Conducting System of the Heart
The heart generates its own electrical impulses and has its own specially devised pathway that helps spread an action potential through the cardiac muscle. This article will explain the conducting system of the heart and touch upon the possible pathological ailments that directly relate to it.
The cardiac conducting system is composed of five main elements which are mentioned here in the order of which an action potential reaches them.
The sinoatrial node is the pacemaker of the heart and is situated superior to the sulcus terminalis of the right atrium, next to the opening of the superior vena cava. This special myocardial tissue that is difficult to distinguish histologically from surrounding cardiac muscle, propagates the electrical impulses and therefore governs the sinus rhythm from minute to minute. If this node should fail, the atrioventricular node has the capacity to undertake the role of pacemaker.
The atrioventricular node is also located in the right atrium at a level that places it posteroinferior to the interatrial septum and next to the septal cusp of the tricuspid valve. It picks up and continues the action potentials produced by the sinoatrial node and in some cases will even propagate a few of its own. Its innovative area covers the atria of the heart, just as the sinoatrial node does.
Bundle of His
The bundle of His is a specialized bundle of cardiac muscle fibers, that is seated within the interatrial septum. These fibers run along the interventricular septum to the apex of the heart, where they branch further as conducting (Purkinje) fibers that extend into the myocardium of the ventricles.
The right side has a single bundle that reaches the apex of the right ventricle before curving around it and travelling back along the right side of the heart.

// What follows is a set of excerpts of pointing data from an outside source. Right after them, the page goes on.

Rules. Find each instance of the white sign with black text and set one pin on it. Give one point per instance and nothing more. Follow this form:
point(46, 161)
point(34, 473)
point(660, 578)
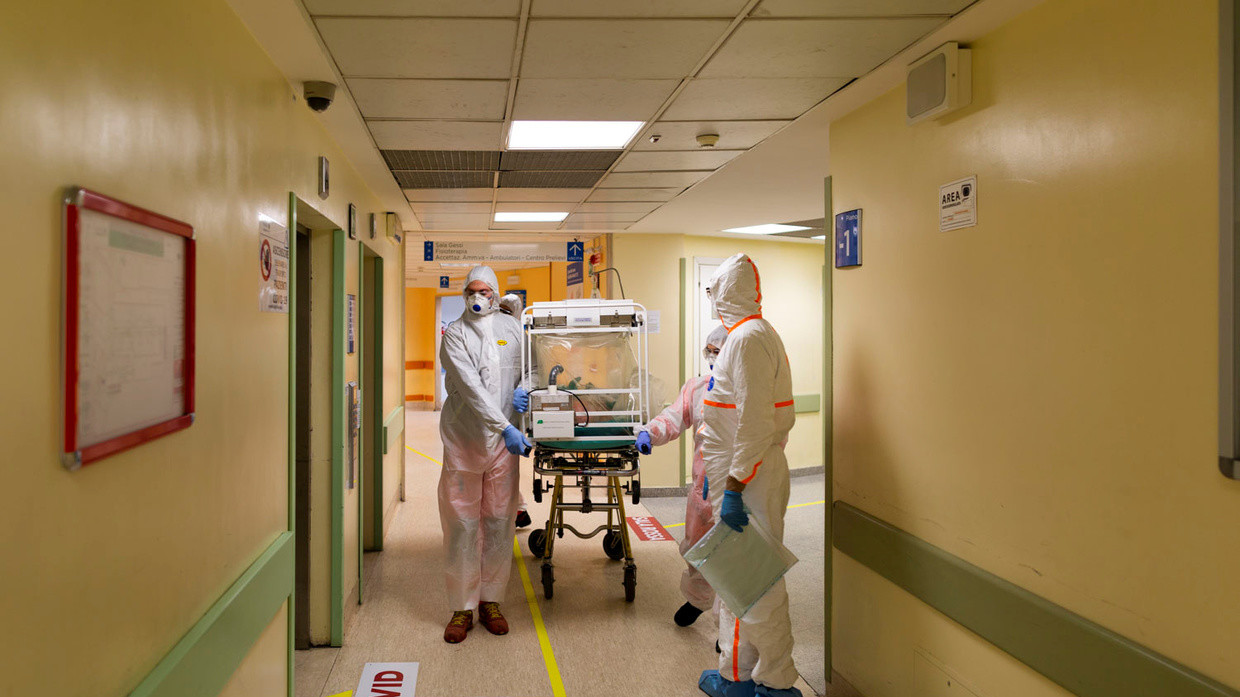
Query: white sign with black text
point(957, 204)
point(273, 267)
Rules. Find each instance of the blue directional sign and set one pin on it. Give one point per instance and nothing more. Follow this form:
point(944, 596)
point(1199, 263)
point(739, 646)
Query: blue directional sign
point(848, 238)
point(574, 275)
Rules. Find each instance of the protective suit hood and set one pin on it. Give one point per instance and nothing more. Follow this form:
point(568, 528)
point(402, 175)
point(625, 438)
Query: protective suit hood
point(486, 275)
point(737, 290)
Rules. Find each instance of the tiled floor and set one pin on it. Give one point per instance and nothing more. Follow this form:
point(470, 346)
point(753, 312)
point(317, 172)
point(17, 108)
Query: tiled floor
point(602, 645)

The left side has an anterior and a posterior division. The anterior division cuts across the left ventricle by running through its anterosuperior wall, while the posterior division behaves as the right bundle does and circles around the left side of the heart after reaching its apex.
The terminal strands of nervous tissue are known as the purkinje fibers and these are responsible for making sure that every small group of cells is reached by an electrical stimulus, so that a maximum muscular contraction can occur.
Cardiac arrhythmia occurs when the sinoatrial node produces action potentials that fail to or exceed the normal range of a sinus rhythm which is between sixty to one hundred beats per minute.
Sinus bradycardia is observed when the electrical impulses occur less than sixty times in a minute, while sinus tachycardia is the opposite at over one hundred impulses in a minute. It should be noted that in athletes undergoing vigorous exercise, sinus tachycardia is not seen to be pathological, but rather as an effort to keep the body in its natural homeostasis by compensating for prolonged increased activity.